Auch die andern stützten sich auf ihre Wanderstäbe, des Erfolges gewärtig. Und nach einer Weile fuhr der Kopf eines Mannes durch die Fensteröffnung mit weißer Linnenmütze und gutmütigen, noch etwas verschlafenen Augen und sah uns der Reihe nach voll Verwunderung an. »Ah, meine Herre«, sagte er dann, »Se send ja scho früeh auf!«
»Ja, Meister, und wir sind schon von Stuttgart kommen!«
»Ei der Tausend, scho vo Stuegert? Des wär!«
»Ja freilich; aber saget, sind denn die Wecken fertig? Wir haben Hunger!«
»No net, ihr Herre, aber bald!

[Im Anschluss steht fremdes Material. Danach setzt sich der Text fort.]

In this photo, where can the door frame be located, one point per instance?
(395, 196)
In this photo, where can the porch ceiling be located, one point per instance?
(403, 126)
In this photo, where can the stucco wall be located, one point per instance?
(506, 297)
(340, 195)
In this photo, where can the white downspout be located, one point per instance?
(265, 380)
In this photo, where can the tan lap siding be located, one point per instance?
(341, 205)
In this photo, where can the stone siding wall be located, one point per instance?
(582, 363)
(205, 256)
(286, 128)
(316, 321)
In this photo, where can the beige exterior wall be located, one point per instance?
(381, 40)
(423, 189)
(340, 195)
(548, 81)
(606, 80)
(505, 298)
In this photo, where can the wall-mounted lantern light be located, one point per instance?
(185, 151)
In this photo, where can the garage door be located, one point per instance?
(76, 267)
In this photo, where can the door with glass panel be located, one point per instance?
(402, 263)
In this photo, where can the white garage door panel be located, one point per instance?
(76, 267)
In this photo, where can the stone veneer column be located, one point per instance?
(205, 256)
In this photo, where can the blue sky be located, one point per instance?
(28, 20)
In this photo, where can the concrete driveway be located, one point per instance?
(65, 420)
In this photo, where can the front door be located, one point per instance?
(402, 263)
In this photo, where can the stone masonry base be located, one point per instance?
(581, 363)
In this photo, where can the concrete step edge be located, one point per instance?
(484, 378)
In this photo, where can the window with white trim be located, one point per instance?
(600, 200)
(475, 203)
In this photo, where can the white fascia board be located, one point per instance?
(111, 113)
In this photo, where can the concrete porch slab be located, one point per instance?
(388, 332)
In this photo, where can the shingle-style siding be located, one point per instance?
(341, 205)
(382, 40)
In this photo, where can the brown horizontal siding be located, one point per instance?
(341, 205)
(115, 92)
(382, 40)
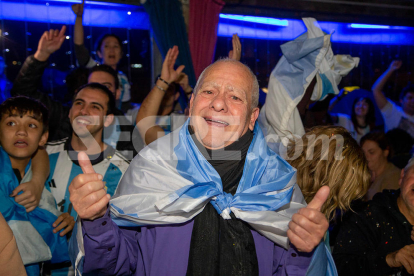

Send Se no so guet und ganget Se derweil in d'Stube!«
Und rasch war die Haustür geöffnet, und wir traten in ein großes Zimmer, in dessen Verlängerung wir auf den Backofen sahen. Ein köstlicher Duft strömte von dort auf uns zu, und in Erwartung der Wecken setzten wir uns auf die Holzbänke, die um einen groben Tisch an der Wand entlangliefen. Der Meister ging zwischen uns und dem Ofen hin und wider, bald aber schüttete er aus seiner weißen Schürze einen Haufen Wecken vor uns hin und schob ein großes hölzernes Salzfaß, das auf dem Tische stand, in unsere Nähe. Ha, wie uns die in Salz getauchten Wecken schmeckten, und wie taschenspielerartig wir sie verschwinden ließen! Auch Marx hielt tapfer mit, und seine blaßgelben Wangen röteten sich von dem warmen Brote. Noch einmal mußte der Meister Sukkurs aus dem Ofen holen, dann blieb er am Tische stehen und sah vergnüglich unserer Mahlzeit zu.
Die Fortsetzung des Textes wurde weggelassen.